横須賀・三浦 人物風土記
公開日:2025.09.19
デフアスリート(陸上棒高跳び)でトランスジェンダーを公言している
佐藤 湊さん
横須賀市池上出身 30歳
Wマイノリティを生きる
○…聴覚に障がいを抱えるデフアスリートとして選手活動を続けている。競技種目は陸上棒高跳び。出場に向けて全身全霊をささげてきた11月のデフリンピック東京大会は、参加国数の条件を満たせずに中止となった。代表の座を射止め、決意表明の場として用意された三浦市での壮行会(講演会)で、来場者の耳を疑うまさかの報告。決まっていた舞台がいきなりなくなった役者のような状況も、努めて平静を装った。

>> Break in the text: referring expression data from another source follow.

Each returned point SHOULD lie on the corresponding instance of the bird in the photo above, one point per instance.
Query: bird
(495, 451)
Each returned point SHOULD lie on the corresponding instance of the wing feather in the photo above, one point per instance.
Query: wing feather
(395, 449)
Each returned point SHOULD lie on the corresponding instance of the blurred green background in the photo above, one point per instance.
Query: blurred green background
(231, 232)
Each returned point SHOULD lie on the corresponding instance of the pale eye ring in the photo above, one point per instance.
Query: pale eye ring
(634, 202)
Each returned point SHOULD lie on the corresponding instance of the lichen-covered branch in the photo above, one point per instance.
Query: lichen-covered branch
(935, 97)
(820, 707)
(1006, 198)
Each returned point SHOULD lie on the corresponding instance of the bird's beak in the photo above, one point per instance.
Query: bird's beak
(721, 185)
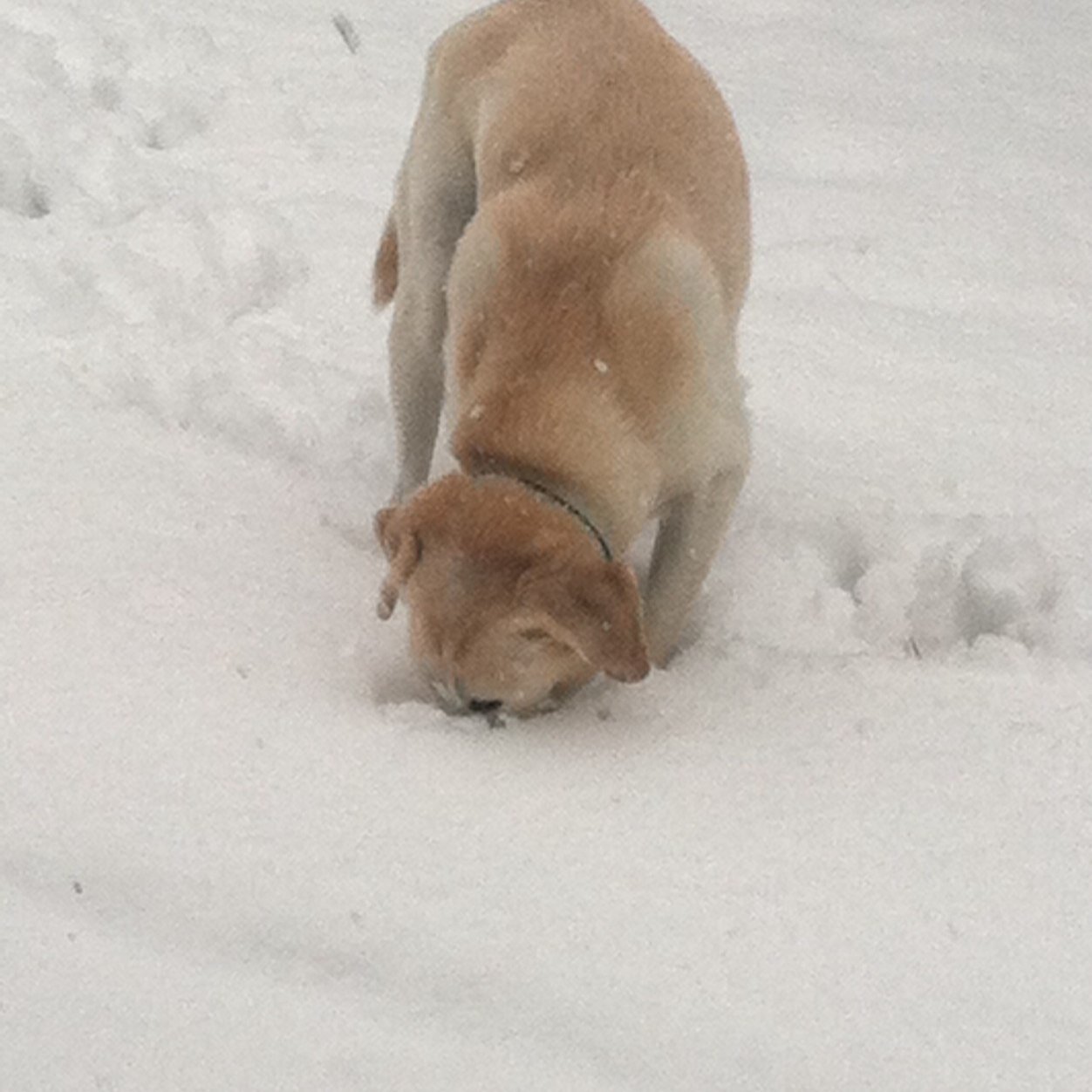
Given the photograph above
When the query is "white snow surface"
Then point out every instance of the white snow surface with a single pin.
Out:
(843, 843)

○…横須賀市立ろう学校に通っていた高校2年の夏、陸上部の顧問に薦められて同競技を始めた。聴覚障がい者は、リズミカルに助走を取ることやポールに荷重するタイミングを図ることが難しいとされるが、「健常者の状態を知らない自分はそれをハンデだと思ったことはない」。練習を積んだ分だけ記録は伸びる。与えられた境遇の中で続けてきた、ひたむきな努力がアスリートとしての才能を開花させた。
○…大学を卒業後、アスリート社員になったのを機に、トランスジェンダーであることを公表。過去の自分と訣別する意味を込め改名もした。中高生の頃、デフアスリートやトランスジェンダーをネットで調べても情報がなかった。心は男性だが、戸籍上は女性のため、競技は女性選手として出場している複雑な状況を「Wマイノリティを生きている」と表現。積極的な発信は、どこかの誰かの支えになることを願っての行動だ。
○…東京大会開幕の1千日前からカウントダウンをSNSで発信してきた。夢の舞台に立つことは叶わなくなったが、大会の成功を祈って継続中だ。デフ競技はいまだマイナーの域を出ないが、それは共生社会への関心と表裏一体。社会の意識を変える大切な機会を逃さない。